Signed in May, Davis is a true journeyman, having played for five NFL clubs in his seven seasons. While he offers little in the way of explosiveness — something his career average of 3.7 YPC can attest to — the veteran is a capable receiver and typically reliable ball carrier with six career fumbles over his 719 total touches, though four of them came in 2021. He’s cut from the same well-worn cloth as Freeman and Murray from last season.
Justice Hill/Tyler Badie
A fourth-round pick in 2019, Hill saw limited opportunities in his first two seasons and then watched his chance for extended work dashed last year by the Achilles injury.

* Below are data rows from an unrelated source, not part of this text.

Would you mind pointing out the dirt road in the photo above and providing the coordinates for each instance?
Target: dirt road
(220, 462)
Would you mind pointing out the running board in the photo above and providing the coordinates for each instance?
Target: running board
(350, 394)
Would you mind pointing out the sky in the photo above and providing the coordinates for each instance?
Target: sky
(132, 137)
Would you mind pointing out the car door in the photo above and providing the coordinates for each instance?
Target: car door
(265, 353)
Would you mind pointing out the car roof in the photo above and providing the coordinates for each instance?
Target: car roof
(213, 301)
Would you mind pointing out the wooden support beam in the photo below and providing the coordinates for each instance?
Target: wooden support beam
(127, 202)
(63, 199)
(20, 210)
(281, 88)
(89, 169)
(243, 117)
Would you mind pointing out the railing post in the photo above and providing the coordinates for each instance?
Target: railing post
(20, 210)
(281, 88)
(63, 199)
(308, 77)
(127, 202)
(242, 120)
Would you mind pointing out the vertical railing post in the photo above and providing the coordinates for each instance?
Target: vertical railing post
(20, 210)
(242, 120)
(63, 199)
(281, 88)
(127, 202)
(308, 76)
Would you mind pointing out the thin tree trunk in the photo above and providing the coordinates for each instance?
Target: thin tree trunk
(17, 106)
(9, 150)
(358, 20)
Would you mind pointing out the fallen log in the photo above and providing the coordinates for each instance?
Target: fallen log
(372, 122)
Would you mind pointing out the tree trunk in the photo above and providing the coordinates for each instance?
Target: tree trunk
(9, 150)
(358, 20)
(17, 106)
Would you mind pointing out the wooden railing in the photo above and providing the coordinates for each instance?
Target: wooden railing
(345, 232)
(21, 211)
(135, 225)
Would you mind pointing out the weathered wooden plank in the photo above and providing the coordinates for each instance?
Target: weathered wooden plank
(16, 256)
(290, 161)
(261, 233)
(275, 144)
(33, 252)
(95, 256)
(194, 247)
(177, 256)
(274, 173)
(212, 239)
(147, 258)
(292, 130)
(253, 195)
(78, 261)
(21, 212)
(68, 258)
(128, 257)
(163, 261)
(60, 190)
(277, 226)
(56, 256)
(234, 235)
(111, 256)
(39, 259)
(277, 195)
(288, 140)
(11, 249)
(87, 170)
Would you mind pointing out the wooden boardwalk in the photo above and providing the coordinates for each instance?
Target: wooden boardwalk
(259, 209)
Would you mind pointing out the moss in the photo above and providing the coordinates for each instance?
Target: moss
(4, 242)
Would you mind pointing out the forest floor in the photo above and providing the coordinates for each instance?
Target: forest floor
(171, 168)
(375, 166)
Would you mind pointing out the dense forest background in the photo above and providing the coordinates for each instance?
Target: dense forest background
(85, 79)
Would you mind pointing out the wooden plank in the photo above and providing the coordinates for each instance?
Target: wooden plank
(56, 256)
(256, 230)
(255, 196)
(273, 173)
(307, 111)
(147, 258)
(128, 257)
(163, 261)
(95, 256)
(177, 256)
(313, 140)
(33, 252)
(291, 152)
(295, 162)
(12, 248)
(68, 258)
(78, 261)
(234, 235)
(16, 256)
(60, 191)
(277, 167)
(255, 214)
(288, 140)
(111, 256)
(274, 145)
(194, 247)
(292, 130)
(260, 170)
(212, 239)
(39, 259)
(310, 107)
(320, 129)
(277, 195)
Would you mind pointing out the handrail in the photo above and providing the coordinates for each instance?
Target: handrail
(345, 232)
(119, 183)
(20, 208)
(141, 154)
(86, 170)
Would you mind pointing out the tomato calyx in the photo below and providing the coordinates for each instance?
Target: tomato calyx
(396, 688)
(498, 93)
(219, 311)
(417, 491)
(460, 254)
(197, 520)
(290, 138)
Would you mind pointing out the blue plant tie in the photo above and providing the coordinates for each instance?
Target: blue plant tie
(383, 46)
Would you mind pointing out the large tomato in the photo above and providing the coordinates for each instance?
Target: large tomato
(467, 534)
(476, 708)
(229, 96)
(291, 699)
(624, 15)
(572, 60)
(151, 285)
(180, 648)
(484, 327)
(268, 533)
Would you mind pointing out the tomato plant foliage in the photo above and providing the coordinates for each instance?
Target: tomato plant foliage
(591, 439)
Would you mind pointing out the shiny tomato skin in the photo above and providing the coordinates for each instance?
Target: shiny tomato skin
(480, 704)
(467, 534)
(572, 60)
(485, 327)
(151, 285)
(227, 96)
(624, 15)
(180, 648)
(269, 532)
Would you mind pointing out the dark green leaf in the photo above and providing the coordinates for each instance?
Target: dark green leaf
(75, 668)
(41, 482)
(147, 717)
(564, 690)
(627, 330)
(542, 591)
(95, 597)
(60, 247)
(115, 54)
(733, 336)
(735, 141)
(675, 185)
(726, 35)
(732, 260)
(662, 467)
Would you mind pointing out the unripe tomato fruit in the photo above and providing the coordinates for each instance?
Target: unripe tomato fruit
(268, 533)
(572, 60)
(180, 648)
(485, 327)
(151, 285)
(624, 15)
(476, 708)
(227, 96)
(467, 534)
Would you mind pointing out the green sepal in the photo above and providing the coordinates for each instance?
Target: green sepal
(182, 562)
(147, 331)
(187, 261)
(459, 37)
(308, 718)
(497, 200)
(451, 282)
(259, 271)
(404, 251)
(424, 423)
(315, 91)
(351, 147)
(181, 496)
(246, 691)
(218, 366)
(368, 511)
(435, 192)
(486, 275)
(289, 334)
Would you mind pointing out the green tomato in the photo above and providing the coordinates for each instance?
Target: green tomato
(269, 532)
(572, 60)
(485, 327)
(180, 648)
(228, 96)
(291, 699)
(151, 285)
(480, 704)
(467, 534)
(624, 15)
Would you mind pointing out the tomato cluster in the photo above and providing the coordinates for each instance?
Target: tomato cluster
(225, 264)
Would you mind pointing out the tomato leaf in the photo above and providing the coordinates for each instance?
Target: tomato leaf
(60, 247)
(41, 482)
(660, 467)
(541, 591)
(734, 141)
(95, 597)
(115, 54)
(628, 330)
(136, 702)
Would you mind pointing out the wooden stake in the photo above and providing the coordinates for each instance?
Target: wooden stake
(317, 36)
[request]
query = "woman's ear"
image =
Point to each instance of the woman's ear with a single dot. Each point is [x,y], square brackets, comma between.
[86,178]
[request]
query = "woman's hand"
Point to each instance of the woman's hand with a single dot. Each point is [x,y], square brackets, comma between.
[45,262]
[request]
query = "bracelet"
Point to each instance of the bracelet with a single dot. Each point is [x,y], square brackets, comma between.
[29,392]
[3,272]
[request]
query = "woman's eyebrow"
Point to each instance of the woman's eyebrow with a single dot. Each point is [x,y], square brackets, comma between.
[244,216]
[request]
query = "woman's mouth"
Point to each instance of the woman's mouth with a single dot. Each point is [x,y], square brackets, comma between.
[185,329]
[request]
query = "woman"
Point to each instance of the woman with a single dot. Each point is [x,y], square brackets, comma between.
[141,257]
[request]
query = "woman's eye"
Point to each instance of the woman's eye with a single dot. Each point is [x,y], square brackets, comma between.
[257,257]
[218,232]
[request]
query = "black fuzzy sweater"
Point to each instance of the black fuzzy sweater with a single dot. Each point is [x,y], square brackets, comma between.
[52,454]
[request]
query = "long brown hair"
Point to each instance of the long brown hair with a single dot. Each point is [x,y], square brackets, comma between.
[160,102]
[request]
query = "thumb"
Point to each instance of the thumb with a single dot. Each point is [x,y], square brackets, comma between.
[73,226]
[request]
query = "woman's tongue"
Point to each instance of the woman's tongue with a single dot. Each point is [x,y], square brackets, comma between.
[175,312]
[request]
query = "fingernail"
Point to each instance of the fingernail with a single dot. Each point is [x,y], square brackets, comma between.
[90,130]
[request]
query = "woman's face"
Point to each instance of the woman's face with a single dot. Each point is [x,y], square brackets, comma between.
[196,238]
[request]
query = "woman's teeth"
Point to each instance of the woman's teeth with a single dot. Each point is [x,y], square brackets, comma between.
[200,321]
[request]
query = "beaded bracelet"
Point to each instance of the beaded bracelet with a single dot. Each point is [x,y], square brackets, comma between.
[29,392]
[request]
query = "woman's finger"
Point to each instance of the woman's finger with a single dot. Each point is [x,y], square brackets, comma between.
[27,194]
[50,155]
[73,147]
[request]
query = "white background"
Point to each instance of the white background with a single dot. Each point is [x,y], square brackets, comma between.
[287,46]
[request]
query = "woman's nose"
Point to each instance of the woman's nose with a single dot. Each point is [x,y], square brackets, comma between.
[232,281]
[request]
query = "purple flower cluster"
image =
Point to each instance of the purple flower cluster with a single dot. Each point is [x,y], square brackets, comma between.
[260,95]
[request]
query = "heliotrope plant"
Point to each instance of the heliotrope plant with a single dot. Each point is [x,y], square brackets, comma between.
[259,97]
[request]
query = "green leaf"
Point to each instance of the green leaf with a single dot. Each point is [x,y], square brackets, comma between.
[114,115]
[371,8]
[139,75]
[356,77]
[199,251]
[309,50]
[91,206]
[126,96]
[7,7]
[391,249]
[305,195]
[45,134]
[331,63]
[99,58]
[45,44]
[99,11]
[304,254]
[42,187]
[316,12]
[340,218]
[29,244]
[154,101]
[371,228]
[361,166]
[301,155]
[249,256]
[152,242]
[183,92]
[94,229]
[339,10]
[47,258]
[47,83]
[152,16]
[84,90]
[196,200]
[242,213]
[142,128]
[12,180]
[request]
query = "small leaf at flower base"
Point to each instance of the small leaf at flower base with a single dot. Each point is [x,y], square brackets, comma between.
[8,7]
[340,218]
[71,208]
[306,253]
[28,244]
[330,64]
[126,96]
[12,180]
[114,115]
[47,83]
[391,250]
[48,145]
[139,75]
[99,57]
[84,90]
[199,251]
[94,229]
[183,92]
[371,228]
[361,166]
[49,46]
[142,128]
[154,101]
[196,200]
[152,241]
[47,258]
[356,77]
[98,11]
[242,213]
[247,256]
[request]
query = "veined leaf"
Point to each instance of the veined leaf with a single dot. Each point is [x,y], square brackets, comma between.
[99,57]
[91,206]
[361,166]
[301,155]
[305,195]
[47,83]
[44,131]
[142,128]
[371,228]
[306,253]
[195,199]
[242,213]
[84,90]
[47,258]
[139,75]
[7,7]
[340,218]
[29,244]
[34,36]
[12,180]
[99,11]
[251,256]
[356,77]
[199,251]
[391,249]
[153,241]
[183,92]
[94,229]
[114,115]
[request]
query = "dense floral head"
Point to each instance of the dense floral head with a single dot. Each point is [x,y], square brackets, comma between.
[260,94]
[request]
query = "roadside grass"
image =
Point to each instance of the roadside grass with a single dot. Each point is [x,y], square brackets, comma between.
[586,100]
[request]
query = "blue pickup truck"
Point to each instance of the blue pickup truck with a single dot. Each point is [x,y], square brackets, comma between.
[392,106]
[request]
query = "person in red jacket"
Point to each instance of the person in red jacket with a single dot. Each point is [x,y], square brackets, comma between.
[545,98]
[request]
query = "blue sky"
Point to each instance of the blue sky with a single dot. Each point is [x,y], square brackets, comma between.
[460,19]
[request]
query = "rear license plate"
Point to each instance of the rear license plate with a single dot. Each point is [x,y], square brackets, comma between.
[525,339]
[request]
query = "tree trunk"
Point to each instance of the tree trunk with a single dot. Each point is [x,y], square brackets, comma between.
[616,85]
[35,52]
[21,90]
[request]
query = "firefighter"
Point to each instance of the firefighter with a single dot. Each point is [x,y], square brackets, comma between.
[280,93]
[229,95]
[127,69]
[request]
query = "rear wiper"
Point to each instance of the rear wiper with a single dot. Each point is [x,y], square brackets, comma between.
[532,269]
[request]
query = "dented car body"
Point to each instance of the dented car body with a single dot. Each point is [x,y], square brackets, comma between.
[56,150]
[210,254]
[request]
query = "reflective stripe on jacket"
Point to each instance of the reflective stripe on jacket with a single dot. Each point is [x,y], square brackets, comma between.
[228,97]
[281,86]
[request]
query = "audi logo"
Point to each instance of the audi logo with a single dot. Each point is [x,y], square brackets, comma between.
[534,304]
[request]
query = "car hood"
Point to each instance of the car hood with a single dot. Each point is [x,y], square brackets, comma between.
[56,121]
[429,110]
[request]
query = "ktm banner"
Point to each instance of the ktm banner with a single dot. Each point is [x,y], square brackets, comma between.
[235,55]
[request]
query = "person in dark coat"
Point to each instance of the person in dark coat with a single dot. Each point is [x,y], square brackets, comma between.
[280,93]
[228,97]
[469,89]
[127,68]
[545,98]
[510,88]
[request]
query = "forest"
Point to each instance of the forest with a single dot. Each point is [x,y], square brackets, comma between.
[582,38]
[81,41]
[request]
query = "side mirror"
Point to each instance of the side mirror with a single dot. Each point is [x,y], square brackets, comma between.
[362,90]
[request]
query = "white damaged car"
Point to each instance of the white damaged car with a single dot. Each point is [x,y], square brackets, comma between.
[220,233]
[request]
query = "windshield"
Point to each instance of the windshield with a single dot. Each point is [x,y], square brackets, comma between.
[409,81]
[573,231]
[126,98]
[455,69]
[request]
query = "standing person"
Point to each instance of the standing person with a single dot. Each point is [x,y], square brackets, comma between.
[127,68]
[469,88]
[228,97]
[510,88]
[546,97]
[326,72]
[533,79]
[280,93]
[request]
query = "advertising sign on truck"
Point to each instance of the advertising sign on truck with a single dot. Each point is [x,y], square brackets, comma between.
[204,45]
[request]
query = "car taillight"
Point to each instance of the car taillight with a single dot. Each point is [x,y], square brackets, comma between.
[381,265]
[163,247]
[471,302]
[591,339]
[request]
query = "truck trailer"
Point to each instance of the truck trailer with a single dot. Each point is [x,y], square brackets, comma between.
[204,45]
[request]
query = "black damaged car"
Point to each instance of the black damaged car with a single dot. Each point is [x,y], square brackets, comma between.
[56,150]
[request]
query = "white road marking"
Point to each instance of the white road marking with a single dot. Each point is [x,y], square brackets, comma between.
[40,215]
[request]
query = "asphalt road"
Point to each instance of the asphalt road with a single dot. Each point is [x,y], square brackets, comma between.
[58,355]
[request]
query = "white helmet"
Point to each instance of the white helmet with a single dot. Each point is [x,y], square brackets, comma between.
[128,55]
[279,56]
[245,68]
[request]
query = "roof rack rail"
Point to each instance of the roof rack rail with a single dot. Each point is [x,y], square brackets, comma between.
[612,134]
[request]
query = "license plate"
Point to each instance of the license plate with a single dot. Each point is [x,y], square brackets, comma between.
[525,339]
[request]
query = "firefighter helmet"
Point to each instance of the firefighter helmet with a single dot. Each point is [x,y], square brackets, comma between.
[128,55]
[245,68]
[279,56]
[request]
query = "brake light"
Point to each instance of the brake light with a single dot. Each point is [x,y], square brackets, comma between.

He’s more reliable than explosive, and entering the final year of his rookie deal he’ll need to fend off Tyler Badie, who the Ravens snagged in the sixth round of this year’s draft. Badie runs hard and is a capable receiving threat, which might give him a leg up in the battle for a roster spot.
Fantasy football takeaway
If everyone can stay healthy, Dobbins and Edwards should carry the load. Their lone season together in 2020 saw Edwards (144) get more carries than the then-rookie Dobbins (134) while Ingram (72) was also involved.
This season look for the latter’s touches to be redistributed among the top two backs with whoever emerges among Davis, Hill and Badie getting spot duty. Dobbins has borderline top-20 appeal, and Edwards is a solid RB5 depth type. The rest can be bypassed entirely.